When Neil Armstrong landed on the moon 50 years ago this week, he was talking to Houston, but his words were sent to Greenbelt first.
During the Apollo 11 mission, the Goddard Space Flight Center was the main control center for sending and receiving messages and information between the spacecraft and mission control in Houston, as highlighted recently by Maryland Milestones.
Here’s how the Washington Post described it at the time:
“About two seconds after Apollo 11 emerged from behind the moon on its crucial first lunar orbit Saturday, a green light flowed on a computer control in NASA’s Goddard Space Flight Center in Greenbelt. The Goddard computer began talking to its mate in Houston, passing on to Mission Control the message that the maneuver had gone well… Shortly afterward came a sign that Mission Control’s computer had digested and processed the data flowing out of Goddard. Another green light blinked on the computer console. ‘A command,’ said Stetler. A message from Houston, advising Apollo 11 of necessary course corrections, had just passed through the Goddard computer. In about 1.9 seconds, the message was to be transmitted to Andover, Maine, across the Atlantic to Madrid, and finally to the spacecraft circling the moon. In a few minutes, Apollo was about to circle behind the moon for the second time. In a room full of beeps and bleeps, engineers in headsets sat listening. ‘There it goes,’ one said. ‘It just went behind the moon.’ ‘Just went,’ somebody else said, taking off his headset.”

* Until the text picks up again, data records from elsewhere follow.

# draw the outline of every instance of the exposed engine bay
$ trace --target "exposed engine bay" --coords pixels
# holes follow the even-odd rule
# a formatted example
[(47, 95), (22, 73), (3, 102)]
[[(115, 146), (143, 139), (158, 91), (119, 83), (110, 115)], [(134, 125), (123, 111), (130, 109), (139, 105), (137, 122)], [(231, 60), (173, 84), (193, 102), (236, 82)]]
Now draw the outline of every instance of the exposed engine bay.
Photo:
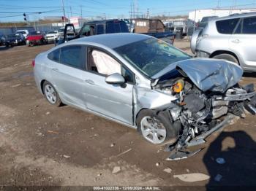
[(165, 145), (165, 150), (172, 152), (167, 158), (170, 160), (186, 158), (200, 152), (201, 149), (190, 152), (187, 148), (204, 143), (207, 136), (227, 125), (233, 116), (244, 117), (245, 109), (256, 113), (252, 84), (244, 87), (236, 84), (225, 93), (203, 91), (184, 76), (159, 82), (154, 87), (177, 98), (165, 110), (173, 122), (179, 123), (177, 141)]

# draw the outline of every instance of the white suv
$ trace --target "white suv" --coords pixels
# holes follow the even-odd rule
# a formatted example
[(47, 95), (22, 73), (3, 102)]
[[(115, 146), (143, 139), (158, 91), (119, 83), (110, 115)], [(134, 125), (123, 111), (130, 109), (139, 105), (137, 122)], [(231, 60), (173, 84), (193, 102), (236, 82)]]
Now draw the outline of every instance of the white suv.
[(197, 57), (225, 59), (256, 71), (256, 12), (210, 20), (194, 33), (190, 45)]

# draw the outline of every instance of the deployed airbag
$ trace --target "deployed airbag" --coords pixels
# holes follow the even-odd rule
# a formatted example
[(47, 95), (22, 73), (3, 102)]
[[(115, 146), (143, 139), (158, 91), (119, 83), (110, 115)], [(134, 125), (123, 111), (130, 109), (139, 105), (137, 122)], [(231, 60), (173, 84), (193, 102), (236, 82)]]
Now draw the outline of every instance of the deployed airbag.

A NASA spokesman at the time said that Goddard was the heart of the mission, and that they could not afford to have anything go wrong in Greenbelt.
To commemorate the moon landing, the Goddard visitors center at 9432 Greenbelt Road will hold a model rocket building contest from noon to 4 p.m. on Saturday. While you’re there, be sure to check out the mock-up of the Apollo capsule used for training in its outdoor Rocket Garden.